Solve Bullying Problems by Teaching About Bullying, Not Resilience or Empathy

Recently I listened to a presentation by a nationally recognized expert on cyberbullying in an event sponsored by a regional organization focused on kindness and justice. I was curious to hear what he had to say about preventing and resolving cyberbullying problems. The social media landscape changes constantly, and I try to stay current on new applications, trends, and ways that students use technology to engage with each other. This speaker is also one of the authors of the guidance on cyberbullying published on a major bullying prevention website, so I was excited for the possibility of learning something new.

After showing slides with a few updated statistics, he shifted to discussing steps for prevention and resolution. While I was expecting to hear concrete actions that parents and educators can take to address an immediate, ongoing bullying problem, he instead talked about resilience and empathy, character traits that, he admitted, take years for a person to develop.

His guidance was surprising and disappointing. Students who are being bullied have an immediate problem. They are being harmed and need help. Having an adult try to help a child by fostering resilience and empathy over a multiyear period is not an effective solution to a bullying problem that requires immediate attention. We give a hungry child an apple, not seeds to grow an apple tree that will bear fruit years in the future. The speaker’s additional suggestion of going to the school or the police for help did not make sense to me either. If an expert in the field of cyberbullying cannot provide specific steps on how to address the problem, how could experts in other fields be expected to help?

There are steps a parent can take to provide immediate help. When a child is struggling with math, the solution is to help the child understand math. It’s the same with bullying. We can teach kids what bullying is, why it happens, and what they can do to get the aggressor’s behaviors to stop. A child who learns that they are being targeted not because of an aspect of their body, their ethnicity, the way they dress, or some other personal characteristic but because the aggression provides the aggressor with a social benefit will realize that the bullying is not personal and they are not flawed. The relief they’ll feel can be immediate. They’ll understand that aggression—whether physical, verbal, written, or relational, and whether delivered face-to-face, indirectly, or over social media—is intended to help aggressors maintain or improve their own social standing among peers. A target will know that aggressors who use physical intimidation are not looking to hurt the target but simply to instill fear in order to earn the respect of observing peers. They’ll know that if they laugh along with mockery and insults, they’ll render the behavior ineffective at giving the aggressor a social benefit and it will likely stop.
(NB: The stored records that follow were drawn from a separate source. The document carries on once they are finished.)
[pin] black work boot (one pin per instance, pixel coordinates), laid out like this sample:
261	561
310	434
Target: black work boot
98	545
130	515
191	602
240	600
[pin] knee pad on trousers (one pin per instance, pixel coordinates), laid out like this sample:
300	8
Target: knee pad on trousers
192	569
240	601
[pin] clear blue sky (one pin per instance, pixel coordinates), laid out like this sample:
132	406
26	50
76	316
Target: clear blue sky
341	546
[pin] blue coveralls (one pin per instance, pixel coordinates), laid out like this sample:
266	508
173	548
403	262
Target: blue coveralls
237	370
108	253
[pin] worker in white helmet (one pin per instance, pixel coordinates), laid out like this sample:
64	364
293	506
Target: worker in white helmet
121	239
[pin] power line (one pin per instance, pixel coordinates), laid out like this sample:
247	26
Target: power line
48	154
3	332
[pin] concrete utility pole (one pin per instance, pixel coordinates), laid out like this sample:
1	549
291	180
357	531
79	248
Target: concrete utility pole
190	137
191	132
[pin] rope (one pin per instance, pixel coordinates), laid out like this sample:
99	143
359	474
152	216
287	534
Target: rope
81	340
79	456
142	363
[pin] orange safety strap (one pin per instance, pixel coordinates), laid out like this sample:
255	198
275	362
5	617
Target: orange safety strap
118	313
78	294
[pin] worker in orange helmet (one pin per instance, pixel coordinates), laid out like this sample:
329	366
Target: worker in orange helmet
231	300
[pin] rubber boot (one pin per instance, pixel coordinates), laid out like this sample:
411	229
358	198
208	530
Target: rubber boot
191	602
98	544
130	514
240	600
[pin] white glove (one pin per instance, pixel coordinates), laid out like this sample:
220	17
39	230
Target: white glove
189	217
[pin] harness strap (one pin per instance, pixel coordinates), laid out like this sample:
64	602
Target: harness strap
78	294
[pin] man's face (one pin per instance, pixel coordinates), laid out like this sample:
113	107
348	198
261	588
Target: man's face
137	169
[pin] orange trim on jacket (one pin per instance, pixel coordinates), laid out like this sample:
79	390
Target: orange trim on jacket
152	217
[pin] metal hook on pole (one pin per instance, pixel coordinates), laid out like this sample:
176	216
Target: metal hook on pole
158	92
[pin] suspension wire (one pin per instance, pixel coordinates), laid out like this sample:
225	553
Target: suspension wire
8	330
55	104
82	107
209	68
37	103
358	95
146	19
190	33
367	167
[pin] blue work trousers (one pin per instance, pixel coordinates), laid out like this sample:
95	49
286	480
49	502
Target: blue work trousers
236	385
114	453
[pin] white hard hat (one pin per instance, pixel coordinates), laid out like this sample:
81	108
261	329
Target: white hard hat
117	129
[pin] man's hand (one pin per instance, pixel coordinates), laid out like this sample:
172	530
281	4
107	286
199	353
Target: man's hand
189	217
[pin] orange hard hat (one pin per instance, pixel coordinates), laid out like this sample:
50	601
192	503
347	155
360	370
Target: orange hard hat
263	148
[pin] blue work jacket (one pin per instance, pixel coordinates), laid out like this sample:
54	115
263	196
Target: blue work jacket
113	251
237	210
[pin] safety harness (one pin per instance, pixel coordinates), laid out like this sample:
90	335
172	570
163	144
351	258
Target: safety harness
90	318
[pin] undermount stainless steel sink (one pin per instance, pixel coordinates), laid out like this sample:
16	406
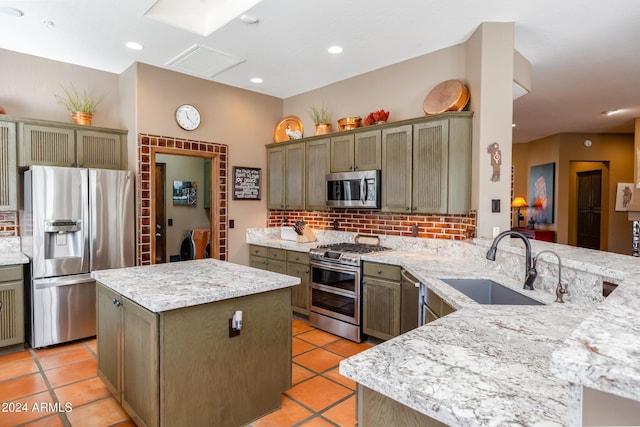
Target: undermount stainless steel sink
486	291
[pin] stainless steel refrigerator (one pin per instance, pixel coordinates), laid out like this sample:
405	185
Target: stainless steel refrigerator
73	221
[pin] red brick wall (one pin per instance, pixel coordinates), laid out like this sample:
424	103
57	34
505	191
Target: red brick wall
9	224
456	227
145	142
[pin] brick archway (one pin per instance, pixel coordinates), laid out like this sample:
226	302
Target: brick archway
147	145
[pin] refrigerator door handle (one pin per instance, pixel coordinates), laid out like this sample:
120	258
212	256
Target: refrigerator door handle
61	281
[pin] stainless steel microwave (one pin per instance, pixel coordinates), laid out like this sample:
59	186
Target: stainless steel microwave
360	189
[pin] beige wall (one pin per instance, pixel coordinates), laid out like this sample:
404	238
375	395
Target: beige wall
183	168
399	89
241	119
611	153
28	85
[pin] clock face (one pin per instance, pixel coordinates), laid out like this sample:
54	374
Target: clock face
188	117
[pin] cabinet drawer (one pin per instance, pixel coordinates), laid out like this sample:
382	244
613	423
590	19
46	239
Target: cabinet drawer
280	254
257	250
383	271
299	257
11	273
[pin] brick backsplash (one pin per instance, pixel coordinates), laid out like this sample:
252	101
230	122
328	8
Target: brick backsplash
454	227
9	224
145	142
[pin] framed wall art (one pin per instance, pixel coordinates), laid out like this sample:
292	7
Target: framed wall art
246	183
541	193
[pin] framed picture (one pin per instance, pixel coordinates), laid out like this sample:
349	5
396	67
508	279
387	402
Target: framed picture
246	183
624	196
541	189
185	193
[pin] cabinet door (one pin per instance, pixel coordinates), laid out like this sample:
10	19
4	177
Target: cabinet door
277	266
318	167
430	167
102	150
396	169
299	293
11	306
9	170
295	186
342	153
46	145
109	334
381	308
459	198
140	364
368	150
275	178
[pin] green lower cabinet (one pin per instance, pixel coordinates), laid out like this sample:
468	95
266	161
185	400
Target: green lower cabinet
298	266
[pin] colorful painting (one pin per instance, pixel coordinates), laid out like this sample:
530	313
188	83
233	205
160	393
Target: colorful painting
541	193
185	193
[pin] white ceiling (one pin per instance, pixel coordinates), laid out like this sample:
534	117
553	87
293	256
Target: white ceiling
585	53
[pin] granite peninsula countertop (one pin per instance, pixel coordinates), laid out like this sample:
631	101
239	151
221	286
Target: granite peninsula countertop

They’ll know that if their friends suddenly start ignoring them that someone is turning their friends against them and that they need to take immediate action to stop and reverse the damage. When a child learns how bullying works and why it happens, they can avoid the harm and take actions to stop it on their own. As an added bonus, they may even realize that their own behaviors are causing harm to others.

And good news on the resilience and empathy front: Empowering children by teaching them about bullying allows them to take action to fix a problem, which develops resilience. Educating them on the effect that these types of behaviors have on others fosters empathy. Resilience and empathy are developed by understanding and resolving a bullying problem; they are not the means to resolve it.

Resilience and empathy are characteristics that we want our children and students to develop. But as the speaker noted, these characteristics take years to develop and are fostered by both an association with others who have these characteristics and through life experiences. While resilience and empathy are a determinant on whether a child will engage in aggression against targets and how a child will respond to aggression, they are not the solution children (or parents) need when they are being harmed by the aggression of a peer. Educating and empowering children and adults about the problem and various ways to solve it is the answer.